Enfin, je ferai court sur la dernière partie de la tribune qui est à mon sens d’une absurdité et d’une abérration intellectuelle sans nom :
« Nous considérons qu’encourager des jeunes femmes qui ont du mal à accepter leur orientation sexuelle à transitionner relève de la thérapie de conversion»
Le Planning Familial pousserait donc les femmes lesbiennes à devenir trans, ce qui aurait pour conséquence de renforcer la lesbophobie sociale.
J’ai beau me creuser la tête, j’ai du mal à identifier un quelquonque intérêt à cette entreprise de thérapie de conversion trans.
Rappellons-le, il n’y a aucune corrélation entre l’identité de genre d’une perosnne et son orientation sexuelle. Ce sont deux choses totalement distinctes. Les personnes cisgenres ne sont pas toutes hétérosexuelles, il en va de même pour les personnes trans.
Ces « féministes » que l’on nomme communément « critiques du genre » défendent corps et âmes que l’identité de genre est une notion factice qui n’existerait ni dans la réalité sociale ni dans le droit.
C’est faux.
En France, c’est en 2016 que nous intégrons enfin la notion d’identité de genre dans le droit positif pour élargir les critères de discriminations (reconnaissance de la discrimination spécifique que vivent les personnes trans et/ou non-cisgenres).
Cette avancée juridique, bien que fébrile et insuffisante en France, n’en est pas moins essentielle.
Finalement, il serait intéressant que la France s’aligne sur un modèle basé sur l’auto-déclaration de l’identité de genre (gender-self determination) des sujets.
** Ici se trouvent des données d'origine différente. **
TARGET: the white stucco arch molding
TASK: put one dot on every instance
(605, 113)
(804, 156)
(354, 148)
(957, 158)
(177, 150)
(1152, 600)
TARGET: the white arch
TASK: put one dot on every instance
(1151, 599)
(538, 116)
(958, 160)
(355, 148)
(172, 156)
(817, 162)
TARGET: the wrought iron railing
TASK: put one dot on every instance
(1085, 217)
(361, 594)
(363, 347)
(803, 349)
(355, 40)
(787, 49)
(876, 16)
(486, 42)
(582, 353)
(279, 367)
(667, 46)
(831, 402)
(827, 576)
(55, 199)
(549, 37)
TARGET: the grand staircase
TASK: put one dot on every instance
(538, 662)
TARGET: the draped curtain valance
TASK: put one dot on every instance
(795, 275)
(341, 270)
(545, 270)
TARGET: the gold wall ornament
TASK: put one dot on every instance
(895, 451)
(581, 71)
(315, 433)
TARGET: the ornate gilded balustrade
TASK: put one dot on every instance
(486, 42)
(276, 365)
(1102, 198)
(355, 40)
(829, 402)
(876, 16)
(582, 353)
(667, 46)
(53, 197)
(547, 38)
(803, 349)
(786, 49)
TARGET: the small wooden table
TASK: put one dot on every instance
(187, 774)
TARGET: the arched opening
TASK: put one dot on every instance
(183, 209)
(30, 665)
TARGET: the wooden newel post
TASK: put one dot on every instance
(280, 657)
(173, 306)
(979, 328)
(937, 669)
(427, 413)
On passerait ainsi à une forme de vérité juridique basée sur la subjectivité et l’auto-identification des individus plutôt qu’à une vérité basée sur un savoir médical arbitraire du sexe. Le droit à l’auto-détermination (ou à la non-détermination) de genre permettrait peut être de libérer les individus d’un carcan du sexe et du genre trop rigide, essentialisant et catégorisant.
Il apparaît évident que ce qui ressort également de cette polémique, au delà de la récupération politique de la droite et de l’extrême droite, est la grande inégalité en termes de visibilité et de puissance médiatique des féministes blanches et transphobes comparé au peu d’espace de parole accordé aux personnes trans pour parler de leur propre identité, de leurs opinions et de leur vécu.
On les appelle les « féministes ciritques du genre ». Un bel euphémisme qui permet de légitimer et de normaliser leur prise de parole haineuse et transphobe dans les médias. Ce courant (que je refuserai d’appeler féministe), est sans surprise un mouvement blanc, bourgeois, dangereux pour les droits des personnes LGBTQIA+, déconnecté des réalités sociales et refusant le principe essentiel de l’intersectionnalité, qui est sans doute l’un des piliers essentiel du féminisme.
Il est nécessaire de reconnaître qu’il est totalement différent d’être discirminée en tant que femme blanche qu’en tant que femme noire, de la même manière en tant que femme cisgenre qu’en tant que femme trans.
Je suis une femme cisgenre et de fait, je ne pourrais jamais comprendre ce que c’est que d’être trans, ce que vivent les personnes trans, je ne pourrais jamais savoir ce que c’est d’être victime de transphobie. Mais je considère qu’il est de notre devoir en tant que féministe d’essayer de se renseigner, d’essayer de se battre pour les droits des personnes trans et pour ceux de toute la communauté LGBTQIA+.
Le féminisme transphobe n’est pas un féminisme.
Le féminisme sourd aux problématiques intersectionnelles est un féminisme aveugle et égoiste.
Je soutiens de tout mon cœur le Planning Familial, censuré sans raison et en danger.
Je donne tout mon courage aux personnes trans qui vivent de plein fouet ce sursaut transphobe inacceptable, qui n’est malheureusement que le pic d’un iceberg bien ancré dans la société française conservatrice et anti-progressiste.